Hans, Rosa and Liesel live in constant fear of the Nazis (Hans has refused to join the party), even more so when they shelter Max Vandenburg (Ben Schnetzer), a Jewish refugee whose father fought in World War I with Hans. The start of World War II makes life in their small city even more stressful, as Hans and Rosa try to give Liesel some semblance of a normal life while hiding Max, living in near poverty, dealing with the threat of air raids and cautiously tiptoeing around their Nazi overlords.

In the midst of the insanity around her -- actually, in The Book Thief it's less like insanity than constant inconvenience and harassment -- Liesel becomes ever more literate and longs to read as many books as she can. She gains an unlikely ally in a customer of her mother's laundry business: Ilsa Hermann (Barbara Auer), the mayor's lonely wife, shares Liesel's love of books and invites her to spend long hours reading in the Hermanns' library.

This slightly farfetched storyline sets up a more farfetched second half full of overly convenient plotting, when the war takes a progressively painful toll on the principal characters. Among The Book Thief's many flaws is that it never shows us this toll in any realistic or visceral detail. War movies need not be endlessly bloody to be effective, but The Book Thief is almost totally bloodless (Liesel's skinned leg is about the worst of it). The Nazis are cold, authoritarian and mean, but not brutal; there are only oblique references to the concentration camps and other atrocities. The Book Thief mentions death often, but we see it only when Liesel's brother dies and in the film's climactic scene, which portrays death far too neatly and cleanly, as if the war's victims died gently in their sleep.

The Book Thief's overall tone is completely wrong for its genre. There is a lot of gentle humor, which might work if there was sufficient grit to balance it. But minus the grit, the humor makes the film feel lightweight and lacking the gravitas of its very serious subject matter. (Had the humor been dark and biting instead of so mild, it would be a much more meaningful film.) And because it's so superficial, The Book Thief seldom strikes genuine emotional notes. It's not shocking enough to make us horrified or mournful, and it never explores its essential theme -- the transformative power of great literature to help us make sense of humanity at its worst -- with much depth, so we feel no joy when Liesel finds solace or enlightenment in the written word.

The Book Thief's worst offense, however, is that it tries to overcome its lack of real emotion with forced sentimentality, cloyingly tugging at our heartstrings rather than giving us reasons to care about the characters. A few moments reek of romance novel weepiness, especially an absurd scene in the third act that all but erases any emotive credibility the film earns in its better moments.

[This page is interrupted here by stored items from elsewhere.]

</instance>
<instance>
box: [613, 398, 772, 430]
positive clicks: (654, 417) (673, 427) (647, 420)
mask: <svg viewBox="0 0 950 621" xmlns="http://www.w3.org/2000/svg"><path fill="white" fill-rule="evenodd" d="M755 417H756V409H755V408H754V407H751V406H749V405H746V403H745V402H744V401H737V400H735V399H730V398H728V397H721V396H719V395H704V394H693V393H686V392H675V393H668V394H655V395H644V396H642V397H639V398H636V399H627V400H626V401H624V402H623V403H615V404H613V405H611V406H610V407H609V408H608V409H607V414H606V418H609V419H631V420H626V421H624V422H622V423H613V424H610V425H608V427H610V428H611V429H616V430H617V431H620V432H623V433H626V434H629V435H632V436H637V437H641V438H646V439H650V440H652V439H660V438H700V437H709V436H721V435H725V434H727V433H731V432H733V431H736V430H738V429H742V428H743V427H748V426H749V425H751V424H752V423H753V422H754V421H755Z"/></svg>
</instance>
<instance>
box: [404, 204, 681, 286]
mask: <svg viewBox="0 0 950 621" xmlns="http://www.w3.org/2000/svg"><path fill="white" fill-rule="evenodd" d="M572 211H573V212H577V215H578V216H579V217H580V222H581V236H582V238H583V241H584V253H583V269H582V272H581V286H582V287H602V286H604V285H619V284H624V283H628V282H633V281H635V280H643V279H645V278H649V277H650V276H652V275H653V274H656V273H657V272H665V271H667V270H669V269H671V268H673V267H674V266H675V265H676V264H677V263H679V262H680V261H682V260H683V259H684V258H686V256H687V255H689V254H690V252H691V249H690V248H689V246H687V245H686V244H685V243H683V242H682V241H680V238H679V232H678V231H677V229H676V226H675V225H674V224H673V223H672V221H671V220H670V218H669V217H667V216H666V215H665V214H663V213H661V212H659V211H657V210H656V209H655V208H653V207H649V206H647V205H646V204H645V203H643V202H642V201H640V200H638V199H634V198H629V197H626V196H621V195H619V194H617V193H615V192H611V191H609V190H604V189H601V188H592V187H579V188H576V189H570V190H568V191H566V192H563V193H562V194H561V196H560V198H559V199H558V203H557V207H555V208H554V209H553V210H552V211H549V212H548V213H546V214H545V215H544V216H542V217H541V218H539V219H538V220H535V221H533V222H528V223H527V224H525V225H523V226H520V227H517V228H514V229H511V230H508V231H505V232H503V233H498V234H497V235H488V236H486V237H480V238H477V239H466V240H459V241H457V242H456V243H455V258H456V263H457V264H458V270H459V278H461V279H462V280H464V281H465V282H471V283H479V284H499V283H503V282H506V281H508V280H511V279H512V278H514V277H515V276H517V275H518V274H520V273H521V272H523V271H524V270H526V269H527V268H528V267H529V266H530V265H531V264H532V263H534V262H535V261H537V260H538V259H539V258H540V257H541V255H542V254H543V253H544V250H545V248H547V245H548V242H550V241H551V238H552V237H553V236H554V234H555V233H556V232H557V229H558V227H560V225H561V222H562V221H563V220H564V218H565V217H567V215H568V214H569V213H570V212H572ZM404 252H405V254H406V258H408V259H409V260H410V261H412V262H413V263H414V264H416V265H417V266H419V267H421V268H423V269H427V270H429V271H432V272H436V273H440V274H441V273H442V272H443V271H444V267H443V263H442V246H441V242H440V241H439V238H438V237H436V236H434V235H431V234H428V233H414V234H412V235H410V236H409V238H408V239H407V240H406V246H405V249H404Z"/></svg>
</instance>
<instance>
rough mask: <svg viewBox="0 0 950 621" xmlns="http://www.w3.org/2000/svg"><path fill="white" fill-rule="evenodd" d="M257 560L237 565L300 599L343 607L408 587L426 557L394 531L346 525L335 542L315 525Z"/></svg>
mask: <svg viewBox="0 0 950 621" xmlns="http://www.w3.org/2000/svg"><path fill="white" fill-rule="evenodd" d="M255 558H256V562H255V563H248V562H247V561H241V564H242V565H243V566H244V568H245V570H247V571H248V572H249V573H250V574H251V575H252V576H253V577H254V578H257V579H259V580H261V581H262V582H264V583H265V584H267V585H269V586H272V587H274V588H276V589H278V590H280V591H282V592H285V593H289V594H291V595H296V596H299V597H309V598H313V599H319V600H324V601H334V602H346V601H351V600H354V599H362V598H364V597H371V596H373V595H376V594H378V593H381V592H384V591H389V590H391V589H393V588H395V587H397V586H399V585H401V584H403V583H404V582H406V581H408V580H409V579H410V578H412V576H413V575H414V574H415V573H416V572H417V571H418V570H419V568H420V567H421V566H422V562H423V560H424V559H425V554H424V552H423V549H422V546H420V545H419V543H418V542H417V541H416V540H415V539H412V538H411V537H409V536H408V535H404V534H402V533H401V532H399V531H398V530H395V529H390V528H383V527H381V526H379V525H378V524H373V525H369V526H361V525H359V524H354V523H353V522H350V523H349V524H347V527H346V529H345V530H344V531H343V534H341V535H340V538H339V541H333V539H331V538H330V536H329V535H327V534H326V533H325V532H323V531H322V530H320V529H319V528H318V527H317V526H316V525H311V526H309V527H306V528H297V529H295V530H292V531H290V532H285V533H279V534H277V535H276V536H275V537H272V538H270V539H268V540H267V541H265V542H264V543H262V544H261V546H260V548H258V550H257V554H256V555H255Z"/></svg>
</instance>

To its improbable plot and emotional vacancy, The Book Thief adds an odd linguistic quirk. The principal characters -- all German -- speak English with varying accents, while the Nazis give speeches and everyone sings songs in German at patriotic events. This juxtaposition is strange; why doesn't everyone just speak German? The Book Thief's locale is authentic, as it was filmed entirely in Germany, so to complete this authenticity, the characters should speak their native language. (Or if they speak English -- no doubt a concession to subtitle-averse American audiences -- so should the Nazis.)

What's good about The Book Thief? Not a lot, other than Rush and Watson's performances. Rosa is the film's best-written and most complex character -- she surprises us often -- and Watson does her usual terrific work. There isn't as much for Rush to do as Hans, but he's believable and sympathetic as a frustrated man who's kind to his family and neighbors and sometimes recklessly brave around the Nazis.

I've bashed The Book Thief's execution, but I'm not bashing its intentions. Its premise is intriguing and has much potential as a powerful war story seen through the eyes of a bright and inquisitive child. But the story -- and The Book Thief's audience -- deserve a far braver and more sophisticated film.